The endorsements feature is a very easy way to endorse the skills of others and continue to build on your professional relationships. Taking a small amount of time to perform these gestures becomes a very positive way to promote not only your personal brand, but also the brands of your connections.
- Delivering Valuable Content:
You’ve set up your “100% complete” profile on LinkedIn, connected with most of your colleagues and begun building new connections. The next step to using LinkedIn like a professional is staying updated on information, and delivering your own content to share with connections. You can accomplish this through status updates, and here are some specific reasons as to why you need to start posting content on a regular basis:
- Stay at the Forefront of Your Connections Mind: You don’t email or call your entire contact list everyday, and that’s perfectly normal. However, unlike conventional email, posting to LinkedIn is a way of touching base with your contacts more frequently, however allows people to choose whether to engage with your updates so they won’t get annoyed. Remember, your connections can’t see content that you don’t post, so stay in the conversation, and you’ll have more chance of recognition when business opportunities arise.
- Communicate on the Right Platform: As we see the rise and fall of other social communication channels, LinkedIn is continually growing, with over 200 million registered users, who are using the tool on a very regular basis. As an individual or a business, it’s more important than ever to be where they are, and your best chance for engaging your connections, is by posting valuable content.

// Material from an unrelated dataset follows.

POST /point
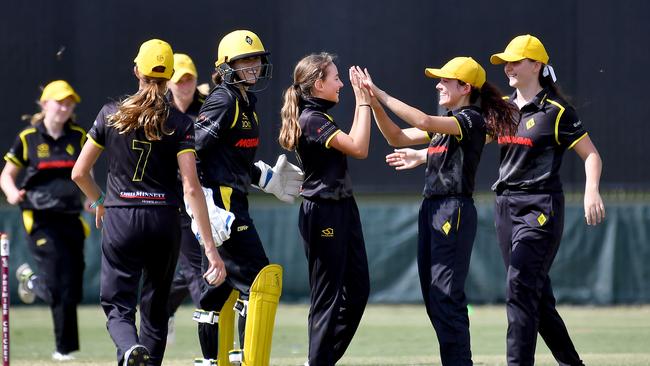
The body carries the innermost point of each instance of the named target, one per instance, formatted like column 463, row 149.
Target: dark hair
column 501, row 117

- The Difference Between You or Your Competitors: Competition is fierce, and being part of the right conversation ensures you are making the most of every opportunity to convince your connections that you’re the person they should be doing business with.
- Build Credibility and Trust: People associate and do business with people they know and trust. The more quality content you can provide, the more trust you build with your connections. It’s important to remember that the content you share shouldn’t be all about your interests, and you should be posting content that your “audience” cares about.
- Grow Organically: By posting consistent and valuable content, you are giving people more opportunity to engage with ‘Likes, Comments and Shares’. The more content you post, the more your name and professional reputation will be spread on the LinkedIn platform. Remember this works both ways, and you should engage with content delivered from your connections if you have received value form their information.
- Informative versus Annoying: Since the creation of Social Media, it has become a frequently asked question: How often do I post content? You want to provide value, but don’t want to go overboard. Where’s the fine line? And exactly how fine is it? LinkedIn statistics suggest: 1 Post per weekday (20 per month) is the maximum any user should deliver to connections.
- Growing your Personal and Company Brand: Marketing is no longer the responsibility of one person or department, with clients and customers now having the ability to be instant reporters on our brands. Every employee has the ability to become a brand advocate, and if you are struggling to find content to post, why not share some of your company’s information, and rejoice in both personal and brand growth in the process.